Use pre-built solutions to simplify gen AI models adoption
Embracing generative AI doesn't have to be complicated. To implement it, we at Flyaps offer pre-built artificial intelligence solutions designed for various industries. These solutions can be easily customized to fit your specific needs, eliminating the need for extensive decisions about model selection or integration with existing systems.
Anyway, working with models is an ongoing job, as the technology changes rapidly and newer versions appear every day. So find reliable experts with experience in the field to help you keep your finger on the pulse and ensure that your solution is not outdated at the development stage.
Having trouble finding a reliable team to explore generative AI? Drop us a line!
Frequently asked questions
Generative models can be difficult to grasp, so let's address common questions.
What is an example of a generative AI model?

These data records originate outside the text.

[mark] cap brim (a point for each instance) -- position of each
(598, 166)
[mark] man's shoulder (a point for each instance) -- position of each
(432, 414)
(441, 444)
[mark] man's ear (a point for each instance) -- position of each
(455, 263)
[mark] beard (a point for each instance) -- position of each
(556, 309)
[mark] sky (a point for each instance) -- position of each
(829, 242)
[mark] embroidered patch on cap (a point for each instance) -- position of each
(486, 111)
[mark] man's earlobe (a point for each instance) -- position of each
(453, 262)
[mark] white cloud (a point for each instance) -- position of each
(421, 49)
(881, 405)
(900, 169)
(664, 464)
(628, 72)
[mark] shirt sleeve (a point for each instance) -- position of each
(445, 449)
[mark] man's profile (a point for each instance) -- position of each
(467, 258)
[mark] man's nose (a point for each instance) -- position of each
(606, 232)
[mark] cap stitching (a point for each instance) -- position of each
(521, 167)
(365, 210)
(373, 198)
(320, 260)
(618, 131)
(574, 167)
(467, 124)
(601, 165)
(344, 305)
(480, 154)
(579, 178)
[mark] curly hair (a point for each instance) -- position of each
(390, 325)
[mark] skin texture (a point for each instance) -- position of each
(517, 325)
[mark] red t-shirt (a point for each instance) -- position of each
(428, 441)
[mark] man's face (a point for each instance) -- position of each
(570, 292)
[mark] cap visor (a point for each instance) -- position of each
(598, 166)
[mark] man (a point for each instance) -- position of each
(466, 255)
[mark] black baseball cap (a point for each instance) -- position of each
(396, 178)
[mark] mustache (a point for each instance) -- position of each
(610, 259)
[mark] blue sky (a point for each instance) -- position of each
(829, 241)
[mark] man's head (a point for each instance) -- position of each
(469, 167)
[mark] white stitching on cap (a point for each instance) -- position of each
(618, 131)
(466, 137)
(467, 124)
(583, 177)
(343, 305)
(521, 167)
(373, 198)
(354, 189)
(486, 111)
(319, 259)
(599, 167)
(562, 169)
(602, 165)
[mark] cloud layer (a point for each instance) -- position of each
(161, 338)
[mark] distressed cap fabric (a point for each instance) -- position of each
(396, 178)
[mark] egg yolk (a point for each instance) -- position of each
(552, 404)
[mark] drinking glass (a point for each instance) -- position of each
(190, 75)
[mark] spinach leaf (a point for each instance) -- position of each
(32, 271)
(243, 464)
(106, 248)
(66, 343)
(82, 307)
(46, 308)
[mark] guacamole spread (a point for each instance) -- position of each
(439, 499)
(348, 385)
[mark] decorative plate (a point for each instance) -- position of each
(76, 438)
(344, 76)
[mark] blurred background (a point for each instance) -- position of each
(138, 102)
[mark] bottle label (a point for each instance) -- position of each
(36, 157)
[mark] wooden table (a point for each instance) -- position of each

GPT-4 is a well-known generative AI model.
What are the two kinds of generative AI models?
Generative Adversarial Networks (GANs) and Variational Autoencoders (VAEs) are two kinds of generative AI models.
How is generative AI different from AI?
Generative AI focuses on creating new data, while general AI performs tasks based on existing data and patterns.
What are generative algorithms?
These are algorithms that create new data or content, such as images, text, or audio.
What are the techniques used in generative AI?
Techniques used in generative AI: GANs, VAEs, Transformers, and Diffusion Models.
Is ChatGPT a generative model?
ChatGPT is software based on a generative model. It uses a Transformer type of model (specifically, GPT or Generative Pre-trained Transformer) to generate human-like text based on the input it receives.
So, while ChatGPT is an application, the underlying model that powers it is generative.
What is the difference between a generative model and deep learning?
Generative models create new data, while deep learning models often classify or analyze existing data.
What is the difference between OpenAI and generative AI?
OpenAI is an organization, while generative AI refers to AI models that generate new content.
How many types of generative AI are there?
GANs, VAEs, Diffusion Models, and autoregressive models.